Siasat Menantu Nurhadi Lakukan Korupsi
Siasat Menantu Nurhadi Lakukan Korupsi
Berita

Siasat Menantu Nurhadi Lakukan Korupsi

Dari pinjam rekening hingga beli tas mewah untuk istri.

Oleh:
Aji Prasetyo
Bacaan 3 Menit
Mantan Sekretaris Mahkamah Agung (MA) Nurhadi (tengah). Foto: RES
Mantan Sekretaris Mahkamah Agung (MA) Nurhadi (tengah). Foto: RES

Penuntut umum pada Komisi Pemberantasan Korupsi (KPK) menghadirkan Calvin Pratama sebagai saksi di sidang lanjutan kasus suap dan gratifikasi mantan Sekretaris Mahkamah Agung (MA) Nurhadi. Dalam persidangan, Calvin mengungkap bagaimana Rezky Herbiyono, menantu Nurhadi melakukan korupsi seperti penerimaan dari sejumlah pihak dan membelanjakannya dalam bentuk lain.

Calvin yang merupakan mantan staf Rezky Herbiyono di PT Herbiyono Energi Industri mengaku rekeningnya kerap dipinjam beberapa kali untuk menerima uang dengan total Rp10 miliar secara bertahap. Adapun rinciannya yaitu Rp1,5 miliar pada 16 Oktober 2015, 28 Desember 2015 sebesar Rp2,5 miliar, 29 Desember 2015 sebesar Rp1,8 miliar dan 22 Januari 2016 sebesar Rp5 miliar.

“Saudara jelaskan selain saudara nerima transferan dari Hiendra apa ada dari orang lain?” tanya jaksa. “Banyak,” jawab Calvin. Namun, ia mengaku tidak pernah menghitung berapa orang yang mengirimkan uang.

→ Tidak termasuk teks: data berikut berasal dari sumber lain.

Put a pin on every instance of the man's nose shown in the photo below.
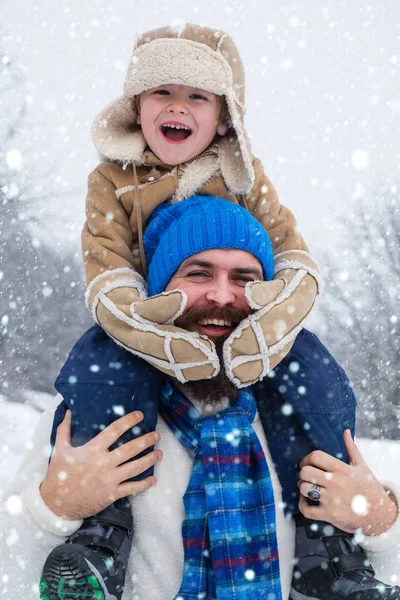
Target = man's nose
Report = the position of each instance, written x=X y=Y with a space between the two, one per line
x=221 y=293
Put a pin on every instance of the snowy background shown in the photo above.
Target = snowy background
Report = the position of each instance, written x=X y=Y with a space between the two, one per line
x=323 y=111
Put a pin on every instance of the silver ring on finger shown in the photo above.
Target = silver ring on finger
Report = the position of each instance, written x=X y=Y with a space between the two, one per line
x=314 y=493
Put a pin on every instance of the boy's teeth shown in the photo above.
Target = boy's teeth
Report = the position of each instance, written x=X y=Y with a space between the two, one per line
x=218 y=322
x=177 y=127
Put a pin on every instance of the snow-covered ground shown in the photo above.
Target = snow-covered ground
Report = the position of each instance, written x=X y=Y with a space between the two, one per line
x=17 y=422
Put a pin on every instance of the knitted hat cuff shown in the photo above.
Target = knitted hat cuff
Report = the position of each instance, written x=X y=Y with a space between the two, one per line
x=201 y=223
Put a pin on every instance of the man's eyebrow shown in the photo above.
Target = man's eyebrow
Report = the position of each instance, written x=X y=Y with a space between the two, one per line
x=208 y=265
x=197 y=263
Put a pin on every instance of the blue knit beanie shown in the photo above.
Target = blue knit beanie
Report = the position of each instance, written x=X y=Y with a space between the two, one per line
x=177 y=231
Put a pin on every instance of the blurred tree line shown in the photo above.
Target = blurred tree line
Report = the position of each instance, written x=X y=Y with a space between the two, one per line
x=42 y=311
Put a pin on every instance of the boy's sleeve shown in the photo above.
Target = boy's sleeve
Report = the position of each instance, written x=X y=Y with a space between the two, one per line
x=280 y=306
x=116 y=292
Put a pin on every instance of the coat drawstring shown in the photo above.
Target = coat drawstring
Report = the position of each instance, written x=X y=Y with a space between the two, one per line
x=139 y=221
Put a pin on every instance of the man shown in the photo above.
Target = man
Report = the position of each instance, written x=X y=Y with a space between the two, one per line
x=218 y=475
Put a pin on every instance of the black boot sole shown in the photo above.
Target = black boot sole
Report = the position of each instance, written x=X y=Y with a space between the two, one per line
x=69 y=575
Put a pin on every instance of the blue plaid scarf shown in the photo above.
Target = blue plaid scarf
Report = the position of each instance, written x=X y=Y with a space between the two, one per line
x=229 y=531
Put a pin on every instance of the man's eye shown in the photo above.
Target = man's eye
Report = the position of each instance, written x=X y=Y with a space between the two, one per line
x=197 y=274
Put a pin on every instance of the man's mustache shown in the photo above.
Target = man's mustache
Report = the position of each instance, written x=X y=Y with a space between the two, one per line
x=195 y=314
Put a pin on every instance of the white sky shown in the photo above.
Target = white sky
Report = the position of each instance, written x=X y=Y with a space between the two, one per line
x=323 y=89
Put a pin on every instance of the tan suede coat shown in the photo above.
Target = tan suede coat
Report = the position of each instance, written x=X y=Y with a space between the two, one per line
x=109 y=237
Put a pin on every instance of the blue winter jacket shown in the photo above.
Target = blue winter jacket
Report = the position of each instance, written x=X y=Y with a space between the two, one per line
x=304 y=404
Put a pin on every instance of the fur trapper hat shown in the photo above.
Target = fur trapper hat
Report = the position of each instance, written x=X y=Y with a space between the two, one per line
x=190 y=55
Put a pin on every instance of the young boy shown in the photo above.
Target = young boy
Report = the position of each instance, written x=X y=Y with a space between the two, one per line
x=179 y=130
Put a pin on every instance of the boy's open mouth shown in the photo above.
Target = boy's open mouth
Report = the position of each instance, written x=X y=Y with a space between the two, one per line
x=175 y=133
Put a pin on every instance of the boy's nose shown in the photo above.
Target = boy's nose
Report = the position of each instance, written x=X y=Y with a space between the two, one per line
x=177 y=108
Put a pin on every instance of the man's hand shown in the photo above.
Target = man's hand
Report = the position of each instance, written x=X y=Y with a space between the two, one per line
x=351 y=497
x=82 y=481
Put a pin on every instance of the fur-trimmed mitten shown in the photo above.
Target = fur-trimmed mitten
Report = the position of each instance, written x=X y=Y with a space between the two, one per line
x=143 y=326
x=264 y=338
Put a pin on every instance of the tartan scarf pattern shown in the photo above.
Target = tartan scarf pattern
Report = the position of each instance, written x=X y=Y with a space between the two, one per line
x=229 y=530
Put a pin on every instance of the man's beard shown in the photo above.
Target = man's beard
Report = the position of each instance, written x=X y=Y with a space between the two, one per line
x=219 y=387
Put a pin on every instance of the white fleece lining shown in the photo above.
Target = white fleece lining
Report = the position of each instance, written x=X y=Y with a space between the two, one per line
x=191 y=63
x=194 y=339
x=113 y=285
x=281 y=266
x=176 y=315
x=137 y=278
x=196 y=174
x=40 y=512
x=252 y=321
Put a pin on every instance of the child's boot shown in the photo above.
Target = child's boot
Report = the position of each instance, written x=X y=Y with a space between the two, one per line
x=332 y=566
x=93 y=561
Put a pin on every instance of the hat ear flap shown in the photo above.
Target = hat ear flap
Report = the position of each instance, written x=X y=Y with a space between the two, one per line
x=222 y=128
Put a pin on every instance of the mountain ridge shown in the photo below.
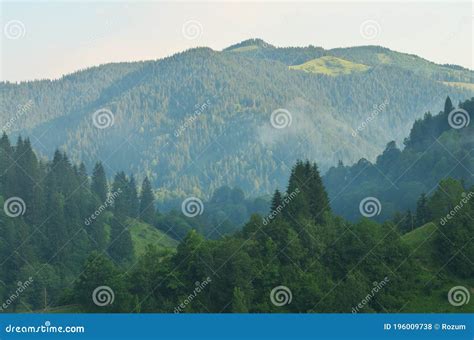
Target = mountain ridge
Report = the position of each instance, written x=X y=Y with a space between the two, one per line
x=151 y=100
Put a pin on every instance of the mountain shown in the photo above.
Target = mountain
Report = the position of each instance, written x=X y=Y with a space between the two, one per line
x=437 y=147
x=189 y=120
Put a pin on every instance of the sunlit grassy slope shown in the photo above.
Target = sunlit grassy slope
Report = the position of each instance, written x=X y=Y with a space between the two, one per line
x=467 y=86
x=330 y=66
x=434 y=280
x=144 y=234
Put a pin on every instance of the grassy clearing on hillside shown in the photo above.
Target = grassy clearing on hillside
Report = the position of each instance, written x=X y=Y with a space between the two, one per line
x=434 y=281
x=244 y=48
x=330 y=66
x=144 y=234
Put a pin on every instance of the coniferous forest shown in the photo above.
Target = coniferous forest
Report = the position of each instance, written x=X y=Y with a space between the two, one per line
x=66 y=232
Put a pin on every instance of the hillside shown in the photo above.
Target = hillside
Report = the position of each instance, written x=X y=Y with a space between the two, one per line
x=188 y=121
x=432 y=151
x=432 y=296
x=330 y=66
x=144 y=235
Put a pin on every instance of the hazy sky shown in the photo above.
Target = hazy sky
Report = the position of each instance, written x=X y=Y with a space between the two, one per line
x=46 y=39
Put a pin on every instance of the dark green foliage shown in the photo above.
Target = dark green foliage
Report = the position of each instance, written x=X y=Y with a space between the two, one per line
x=147 y=202
x=433 y=151
x=120 y=246
x=99 y=182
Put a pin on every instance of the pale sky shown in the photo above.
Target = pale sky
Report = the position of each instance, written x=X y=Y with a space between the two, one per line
x=47 y=39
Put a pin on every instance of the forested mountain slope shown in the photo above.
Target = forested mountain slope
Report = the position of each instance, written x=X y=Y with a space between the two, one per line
x=188 y=121
x=437 y=147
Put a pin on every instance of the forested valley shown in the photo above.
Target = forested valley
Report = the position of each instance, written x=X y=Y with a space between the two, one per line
x=69 y=232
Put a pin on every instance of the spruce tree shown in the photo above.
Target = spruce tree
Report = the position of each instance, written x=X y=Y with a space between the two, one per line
x=99 y=182
x=448 y=105
x=147 y=205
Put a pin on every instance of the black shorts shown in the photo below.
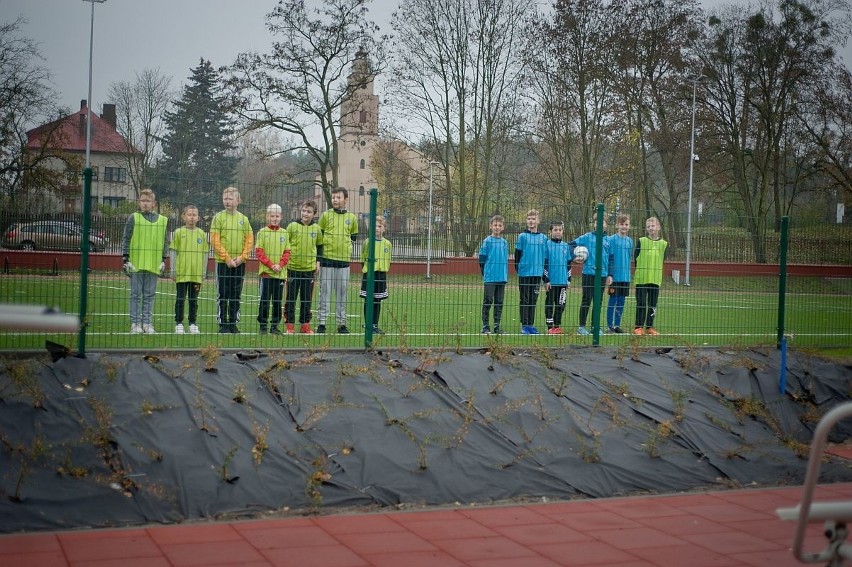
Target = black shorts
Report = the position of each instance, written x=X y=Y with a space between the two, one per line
x=620 y=289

Calvin berkata seluruh uang yang dia terima dari sejumlah orang ini selalu disetor ke Rezky Herbiyono. Menurutnya uang yang diterima dari Hiendra Soenjoto itu digunakan untuk pribadi Rezky, salah satunya membayar gaji pegawai, membeli kendaraan hingga tas. Selain itu ia juga mengaku tidak mendapat apapun dari uang Hiendra itu. (Baca: Beda Respons KPK dan Pengacara Soal Dakwaan Nurhadi)

“Tidak sama sekali (mendapat bagian) karena emang transaksi apapun masuk ke rekening saya atas nama Rezky dilimpahkan lagi 100 persen,” ucap Calvin.

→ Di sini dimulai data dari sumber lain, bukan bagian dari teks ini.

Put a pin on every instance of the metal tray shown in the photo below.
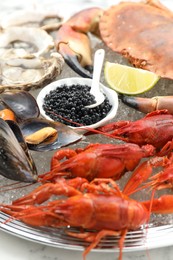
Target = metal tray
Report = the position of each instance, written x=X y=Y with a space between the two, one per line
x=159 y=231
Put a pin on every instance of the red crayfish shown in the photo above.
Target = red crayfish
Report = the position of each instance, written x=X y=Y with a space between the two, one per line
x=97 y=161
x=155 y=128
x=99 y=206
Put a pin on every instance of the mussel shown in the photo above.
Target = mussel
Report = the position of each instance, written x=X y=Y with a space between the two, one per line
x=22 y=103
x=16 y=162
x=47 y=135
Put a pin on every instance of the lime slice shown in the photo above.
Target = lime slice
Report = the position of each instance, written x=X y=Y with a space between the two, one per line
x=129 y=80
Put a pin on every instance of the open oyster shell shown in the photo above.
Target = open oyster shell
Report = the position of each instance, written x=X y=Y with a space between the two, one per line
x=19 y=73
x=35 y=18
x=27 y=59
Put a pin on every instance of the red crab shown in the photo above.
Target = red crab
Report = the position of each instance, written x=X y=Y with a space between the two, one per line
x=142 y=32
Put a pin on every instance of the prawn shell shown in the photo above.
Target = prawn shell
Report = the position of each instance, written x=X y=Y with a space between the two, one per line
x=65 y=135
x=15 y=161
x=22 y=103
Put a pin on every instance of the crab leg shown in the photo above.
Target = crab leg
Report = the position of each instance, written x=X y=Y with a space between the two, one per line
x=162 y=205
x=147 y=105
x=73 y=42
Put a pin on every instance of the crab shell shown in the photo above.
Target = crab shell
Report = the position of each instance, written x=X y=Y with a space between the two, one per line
x=142 y=32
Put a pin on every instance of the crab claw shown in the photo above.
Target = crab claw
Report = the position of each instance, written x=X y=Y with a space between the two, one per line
x=73 y=42
x=147 y=105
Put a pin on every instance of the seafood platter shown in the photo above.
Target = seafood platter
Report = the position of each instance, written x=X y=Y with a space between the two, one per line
x=105 y=188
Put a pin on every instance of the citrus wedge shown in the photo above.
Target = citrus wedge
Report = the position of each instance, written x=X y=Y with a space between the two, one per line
x=129 y=80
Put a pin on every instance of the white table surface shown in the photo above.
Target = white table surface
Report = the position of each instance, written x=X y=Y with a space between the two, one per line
x=15 y=248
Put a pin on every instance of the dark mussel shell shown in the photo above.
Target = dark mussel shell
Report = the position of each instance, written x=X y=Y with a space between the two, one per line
x=22 y=103
x=15 y=160
x=65 y=134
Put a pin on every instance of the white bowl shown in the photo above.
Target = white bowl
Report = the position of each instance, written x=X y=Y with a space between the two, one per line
x=111 y=95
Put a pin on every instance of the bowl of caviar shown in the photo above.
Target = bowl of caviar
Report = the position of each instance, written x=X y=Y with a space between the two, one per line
x=65 y=101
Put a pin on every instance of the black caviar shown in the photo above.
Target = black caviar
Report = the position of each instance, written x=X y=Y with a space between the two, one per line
x=69 y=102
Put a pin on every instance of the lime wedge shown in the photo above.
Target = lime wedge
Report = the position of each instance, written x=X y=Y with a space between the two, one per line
x=129 y=80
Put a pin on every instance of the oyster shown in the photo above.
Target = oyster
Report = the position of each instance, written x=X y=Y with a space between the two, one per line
x=36 y=40
x=26 y=58
x=20 y=73
x=44 y=19
x=15 y=161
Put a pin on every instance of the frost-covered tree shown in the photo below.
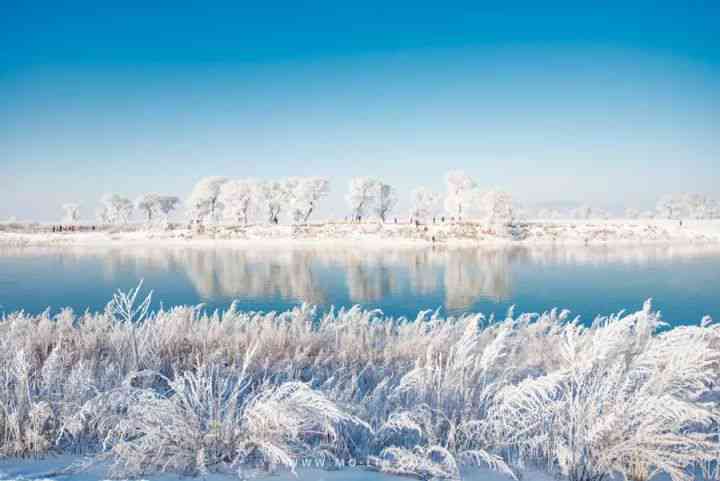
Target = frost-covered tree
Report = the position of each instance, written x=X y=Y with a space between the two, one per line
x=156 y=206
x=305 y=195
x=625 y=401
x=203 y=200
x=460 y=192
x=386 y=200
x=497 y=207
x=424 y=203
x=72 y=212
x=699 y=206
x=632 y=213
x=116 y=209
x=586 y=212
x=147 y=203
x=239 y=198
x=274 y=195
x=671 y=207
x=361 y=195
x=166 y=204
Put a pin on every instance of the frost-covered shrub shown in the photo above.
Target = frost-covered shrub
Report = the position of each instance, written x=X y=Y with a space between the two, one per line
x=189 y=391
x=213 y=419
x=626 y=400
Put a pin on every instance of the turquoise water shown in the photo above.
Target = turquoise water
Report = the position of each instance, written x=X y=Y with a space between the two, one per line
x=683 y=280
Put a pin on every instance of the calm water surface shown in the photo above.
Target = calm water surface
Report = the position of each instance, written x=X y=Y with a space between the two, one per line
x=684 y=281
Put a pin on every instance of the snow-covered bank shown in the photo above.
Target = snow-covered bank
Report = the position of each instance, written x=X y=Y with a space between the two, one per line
x=571 y=232
x=186 y=392
x=63 y=467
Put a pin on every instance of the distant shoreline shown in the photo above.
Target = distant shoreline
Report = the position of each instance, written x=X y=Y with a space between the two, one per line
x=544 y=232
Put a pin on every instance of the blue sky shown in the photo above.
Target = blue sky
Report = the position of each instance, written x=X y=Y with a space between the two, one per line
x=610 y=106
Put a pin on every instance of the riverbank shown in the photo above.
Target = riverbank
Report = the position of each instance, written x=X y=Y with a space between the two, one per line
x=570 y=232
x=183 y=392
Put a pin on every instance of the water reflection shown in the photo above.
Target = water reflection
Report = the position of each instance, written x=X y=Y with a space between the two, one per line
x=458 y=278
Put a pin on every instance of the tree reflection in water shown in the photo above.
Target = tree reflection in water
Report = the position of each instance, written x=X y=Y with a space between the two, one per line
x=456 y=277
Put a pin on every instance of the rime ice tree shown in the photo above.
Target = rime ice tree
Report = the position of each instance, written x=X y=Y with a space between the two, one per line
x=238 y=198
x=361 y=195
x=72 y=212
x=460 y=192
x=166 y=204
x=274 y=195
x=424 y=203
x=116 y=209
x=632 y=213
x=670 y=207
x=699 y=206
x=147 y=203
x=386 y=200
x=203 y=200
x=498 y=207
x=305 y=194
x=156 y=205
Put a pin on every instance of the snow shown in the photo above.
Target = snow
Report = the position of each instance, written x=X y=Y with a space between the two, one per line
x=85 y=469
x=547 y=232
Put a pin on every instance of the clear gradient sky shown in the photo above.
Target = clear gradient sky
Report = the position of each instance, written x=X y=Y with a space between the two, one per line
x=553 y=102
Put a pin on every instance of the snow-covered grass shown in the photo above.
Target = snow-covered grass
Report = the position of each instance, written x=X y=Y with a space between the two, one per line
x=243 y=393
x=582 y=232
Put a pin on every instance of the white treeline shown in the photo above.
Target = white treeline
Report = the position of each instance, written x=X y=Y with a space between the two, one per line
x=296 y=199
x=72 y=213
x=191 y=392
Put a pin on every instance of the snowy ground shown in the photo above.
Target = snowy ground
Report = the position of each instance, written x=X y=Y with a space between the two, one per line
x=62 y=468
x=551 y=232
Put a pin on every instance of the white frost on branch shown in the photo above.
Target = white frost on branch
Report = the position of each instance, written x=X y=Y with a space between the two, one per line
x=361 y=196
x=460 y=193
x=203 y=201
x=72 y=213
x=425 y=203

Selain itu, ia juga pernah diperintahkan Rezky untuk membeli lahan kelapa sawit senilai Rp13 miliar. Pembayaran dilakukan kepada Ko Iwan, rekan bisnis Rezky yang bertindak sebagai perantara. Kemudian, ia melihat dokumen-dokumen itu di balik nama atas nama Rezky dan Rizki Aulia. Saat ditanya darimana uang tersebut, Calvin mengaku tidak mengetahuinya.

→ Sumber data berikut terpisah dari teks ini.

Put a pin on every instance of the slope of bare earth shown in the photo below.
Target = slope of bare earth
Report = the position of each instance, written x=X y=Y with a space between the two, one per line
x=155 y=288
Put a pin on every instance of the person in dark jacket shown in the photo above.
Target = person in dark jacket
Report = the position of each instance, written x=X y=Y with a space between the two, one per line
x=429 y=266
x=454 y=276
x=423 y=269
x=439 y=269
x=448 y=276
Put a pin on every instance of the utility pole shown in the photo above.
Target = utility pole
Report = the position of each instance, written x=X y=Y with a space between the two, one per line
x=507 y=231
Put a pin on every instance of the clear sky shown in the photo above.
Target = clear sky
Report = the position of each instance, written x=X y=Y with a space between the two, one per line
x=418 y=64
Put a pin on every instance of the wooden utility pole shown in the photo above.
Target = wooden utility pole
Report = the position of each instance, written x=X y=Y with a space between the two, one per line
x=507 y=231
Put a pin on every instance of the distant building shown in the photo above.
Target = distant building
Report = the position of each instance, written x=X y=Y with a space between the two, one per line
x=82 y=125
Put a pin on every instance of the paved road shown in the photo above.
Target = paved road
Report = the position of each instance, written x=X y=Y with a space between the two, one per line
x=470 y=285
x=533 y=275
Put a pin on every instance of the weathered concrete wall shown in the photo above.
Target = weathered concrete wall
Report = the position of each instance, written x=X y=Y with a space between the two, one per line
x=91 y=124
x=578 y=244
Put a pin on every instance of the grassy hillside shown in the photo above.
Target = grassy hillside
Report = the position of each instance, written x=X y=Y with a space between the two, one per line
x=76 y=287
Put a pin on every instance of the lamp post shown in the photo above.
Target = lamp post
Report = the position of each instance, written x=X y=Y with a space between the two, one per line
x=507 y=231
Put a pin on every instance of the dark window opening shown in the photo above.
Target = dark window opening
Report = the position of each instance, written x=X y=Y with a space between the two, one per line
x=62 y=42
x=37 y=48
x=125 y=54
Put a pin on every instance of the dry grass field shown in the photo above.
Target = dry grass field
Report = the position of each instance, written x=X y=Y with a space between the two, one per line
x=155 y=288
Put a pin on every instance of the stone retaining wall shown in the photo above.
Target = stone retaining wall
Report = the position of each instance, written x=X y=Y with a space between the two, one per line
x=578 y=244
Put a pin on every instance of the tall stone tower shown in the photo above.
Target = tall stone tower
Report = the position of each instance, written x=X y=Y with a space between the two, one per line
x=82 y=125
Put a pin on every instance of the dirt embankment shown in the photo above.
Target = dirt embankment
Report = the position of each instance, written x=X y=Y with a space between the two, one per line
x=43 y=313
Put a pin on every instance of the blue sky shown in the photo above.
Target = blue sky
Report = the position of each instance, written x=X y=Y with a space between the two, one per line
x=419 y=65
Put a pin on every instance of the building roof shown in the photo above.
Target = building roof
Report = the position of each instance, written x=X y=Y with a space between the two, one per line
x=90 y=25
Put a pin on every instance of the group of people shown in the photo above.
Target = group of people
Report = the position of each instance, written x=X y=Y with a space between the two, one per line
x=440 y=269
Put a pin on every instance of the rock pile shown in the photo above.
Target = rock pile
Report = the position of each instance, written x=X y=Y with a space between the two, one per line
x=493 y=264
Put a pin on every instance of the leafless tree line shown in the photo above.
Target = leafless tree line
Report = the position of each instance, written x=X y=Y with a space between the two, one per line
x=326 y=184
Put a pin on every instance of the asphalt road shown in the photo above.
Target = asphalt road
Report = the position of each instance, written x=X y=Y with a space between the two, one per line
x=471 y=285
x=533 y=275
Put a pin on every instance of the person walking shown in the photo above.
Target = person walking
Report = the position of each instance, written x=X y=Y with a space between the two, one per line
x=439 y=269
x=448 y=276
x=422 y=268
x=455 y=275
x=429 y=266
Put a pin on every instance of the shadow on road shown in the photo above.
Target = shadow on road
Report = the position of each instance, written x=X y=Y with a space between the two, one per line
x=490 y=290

“Jadi saat transaksi itu, pagi itu saya datang di dalam mobil sudah ada shop bag yang isinya Rp13 miliar tapi bentuknya dollar. Setelah itu dalam mobil sudah ada Pak Waskito Adi, sudah ada Pak Yoga sama Rezky, nah baru kita ke Bukopin Fatmawati, seingat saya itu terus Pak Waskito urus untuk buka ulang (rekening) atas nama saya, dibuka rekening dollar, baru saya turun setorkan uang dolar yang Rp13 miliar,” jelasnya.